General Topology/Bases

Definition (subbasis of a topology):

Suppose that $\tau$ is the topology on $X$ generated by a set ${\mathcal {B}}$ . Then ${\mathcal {B}}$ is called a subbasis of the topology $\tau$ .

Definition (basis of a topology):

Let $X$ be a topological space, where $\tau$ is its topology.

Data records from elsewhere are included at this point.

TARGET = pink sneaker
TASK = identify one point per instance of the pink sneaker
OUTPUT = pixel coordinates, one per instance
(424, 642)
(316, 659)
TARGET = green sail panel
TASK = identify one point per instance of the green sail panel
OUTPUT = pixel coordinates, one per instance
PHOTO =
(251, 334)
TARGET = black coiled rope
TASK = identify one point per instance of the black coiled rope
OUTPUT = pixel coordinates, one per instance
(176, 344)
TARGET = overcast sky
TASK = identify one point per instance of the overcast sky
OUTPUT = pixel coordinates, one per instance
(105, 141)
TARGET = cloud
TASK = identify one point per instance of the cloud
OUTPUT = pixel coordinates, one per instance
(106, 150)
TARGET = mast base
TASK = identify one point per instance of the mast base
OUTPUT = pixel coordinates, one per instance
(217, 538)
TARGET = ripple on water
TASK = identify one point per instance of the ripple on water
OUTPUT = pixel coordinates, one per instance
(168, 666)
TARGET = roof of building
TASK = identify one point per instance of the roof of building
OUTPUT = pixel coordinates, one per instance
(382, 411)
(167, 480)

A basis of $\tau$ is a set ${\mathcal {B}}\subseteq {\mathcal {P}}(X)$ so that every $U\in \tau$ may be written as a union of elements of ${\mathcal {B}}$ , that is,

U=\bigcup _{\alpha \in A}B_{\alpha }

, where

\forall \alpha \in A:B_{\alpha }\in {\mathcal {B}}

.

Proposition (basis criterion):

Let ${\mathcal {B}}$ be a set of subsets of a set $X$ . ${\mathcal {B}}$ forms the basis of the topology $\tau$ generated by it if and only if for all $U_{1},U_{2}\in {\mathcal {B}}$ and $x\in U_{1}\cap U_{2}$ there exists $U_{3}\in {\mathcal {B}}$ such that $x\in U_{3}\subseteq U_{1}\cap U_{2}$ .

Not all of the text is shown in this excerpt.